Onboard DC/DC Converter

Daz1712:
Also recomended that the total power through the board beonly around 200mA.

If supplied with less than 7V, however, the 5V pin may supply less than five volts

Supplying voltage via the 5V or 3.3V pins bypasses the regulator, and can damage your board. We don't advise it.

A 3.3 volt supply generated by the on-board regulator. Maximum current draw is 50 mA.GND.

Google Arduino Specifications for more.

Arduino pins should only be used to drive transistors, fets or other ICs.

You, or the article you got that from, mixed up 'board' and 'MCU'.
e.g. max current from the DC socket to V-in can be <=1Amp.

May..., but not true for the V-in pin. 6volt on that pin will still produce a constant 5volt.
The 'USB disconnect switch' is set for 6.6volt though.
The DC socket needs 0.7volt more than the above, because of an inline polarity protection diode drop.

The 5volt pin is a rail, and can be input (if you know what you're doing) or output.
The 3.3volt pin is output only, and has nothing to do with the rest of an Uno.

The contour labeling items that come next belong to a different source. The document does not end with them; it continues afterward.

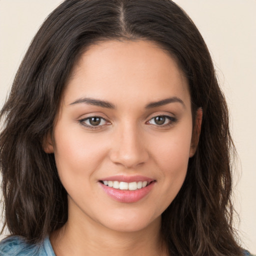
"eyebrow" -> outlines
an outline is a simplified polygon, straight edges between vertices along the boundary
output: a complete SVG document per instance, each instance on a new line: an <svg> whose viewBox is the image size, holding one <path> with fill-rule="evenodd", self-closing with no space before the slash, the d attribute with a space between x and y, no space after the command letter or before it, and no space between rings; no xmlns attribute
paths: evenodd
<svg viewBox="0 0 256 256"><path fill-rule="evenodd" d="M183 106L184 108L186 107L185 104L182 99L178 98L178 97L171 97L170 98L165 98L164 100L159 100L158 102L150 102L146 106L146 108L156 108L158 106L161 106L164 105L166 105L169 103L174 102L180 103Z"/></svg>
<svg viewBox="0 0 256 256"><path fill-rule="evenodd" d="M76 100L74 102L70 104L70 105L74 105L79 103L85 103L90 105L94 105L94 106L101 106L102 108L115 108L114 105L104 100L96 100L91 98L81 98Z"/></svg>
<svg viewBox="0 0 256 256"><path fill-rule="evenodd" d="M178 97L171 97L170 98L162 100L159 100L158 102L151 102L146 105L145 108L156 108L158 106L161 106L164 105L166 105L167 104L169 104L170 103L174 102L180 103L184 107L186 106L184 102L180 98ZM84 103L90 105L100 106L102 108L116 108L114 105L108 102L87 98L78 98L78 100L76 100L74 102L70 104L70 105L74 105L74 104L78 104L81 103Z"/></svg>

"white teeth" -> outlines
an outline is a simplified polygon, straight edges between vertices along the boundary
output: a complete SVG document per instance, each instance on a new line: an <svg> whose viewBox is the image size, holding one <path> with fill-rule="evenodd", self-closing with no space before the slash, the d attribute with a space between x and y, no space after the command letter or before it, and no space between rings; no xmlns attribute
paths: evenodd
<svg viewBox="0 0 256 256"><path fill-rule="evenodd" d="M124 182L103 180L104 185L114 188L121 190L136 190L145 188L148 185L148 182L130 182L128 183Z"/></svg>
<svg viewBox="0 0 256 256"><path fill-rule="evenodd" d="M147 184L148 184L148 182L142 182L142 187L145 188L145 186L146 186Z"/></svg>
<svg viewBox="0 0 256 256"><path fill-rule="evenodd" d="M119 188L119 182L113 182L113 188Z"/></svg>
<svg viewBox="0 0 256 256"><path fill-rule="evenodd" d="M127 183L126 182L121 182L119 184L119 189L120 190L128 190L128 183Z"/></svg>
<svg viewBox="0 0 256 256"><path fill-rule="evenodd" d="M137 182L131 182L129 183L129 190L136 190L137 189Z"/></svg>
<svg viewBox="0 0 256 256"><path fill-rule="evenodd" d="M146 182L148 183L148 182ZM137 184L137 188L140 189L142 188L142 182L138 182Z"/></svg>

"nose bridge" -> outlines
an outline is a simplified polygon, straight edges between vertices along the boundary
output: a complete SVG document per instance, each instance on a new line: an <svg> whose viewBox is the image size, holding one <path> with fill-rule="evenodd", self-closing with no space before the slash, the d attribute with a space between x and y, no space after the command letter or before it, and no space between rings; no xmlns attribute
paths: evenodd
<svg viewBox="0 0 256 256"><path fill-rule="evenodd" d="M113 162L126 168L134 168L146 162L146 142L134 122L126 122L118 128L113 142L110 158Z"/></svg>

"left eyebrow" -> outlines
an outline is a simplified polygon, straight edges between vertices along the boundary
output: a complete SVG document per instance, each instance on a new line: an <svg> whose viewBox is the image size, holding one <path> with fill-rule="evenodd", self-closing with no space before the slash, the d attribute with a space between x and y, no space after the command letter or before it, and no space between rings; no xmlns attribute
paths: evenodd
<svg viewBox="0 0 256 256"><path fill-rule="evenodd" d="M186 108L185 104L183 100L178 97L171 97L170 98L165 98L158 102L154 102L149 103L145 107L146 108L152 108L158 106L161 106L170 103L179 102L180 103L184 108Z"/></svg>
<svg viewBox="0 0 256 256"><path fill-rule="evenodd" d="M113 104L104 100L100 100L91 98L80 98L76 100L74 102L70 103L70 105L84 103L88 104L89 105L94 105L95 106L101 106L102 108L115 108Z"/></svg>

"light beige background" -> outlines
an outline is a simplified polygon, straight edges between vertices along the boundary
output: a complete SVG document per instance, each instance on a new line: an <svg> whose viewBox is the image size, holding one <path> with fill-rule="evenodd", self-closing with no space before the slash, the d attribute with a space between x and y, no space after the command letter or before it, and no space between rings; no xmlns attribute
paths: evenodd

They took the 50mA from an older generation, where the 3.3volt came from the FTDI chip.
The current Uno R3 has a dedicated 150mA regulator.

Right... never mind the many errors.

Not important what a pin drives. As long as you keep pin/port/chip current/voltage below the limits.

johnwasser:
Are you saying that the TJ(max) and RJA in the datasheet are overly optimistic? What values have you measured?

Datasheet is probably correct, but board/heatsink is the problem.
I know for sure that a Mega, with a bigger regulator and board/heatsink, could shut down (depending on ambient temps) after a while with 12volt on the DC socket and a ~200mA ethernet shield.
That's ((12-0.7) - 5) * 0.2 = 1.26watt in the regulator.
Leo..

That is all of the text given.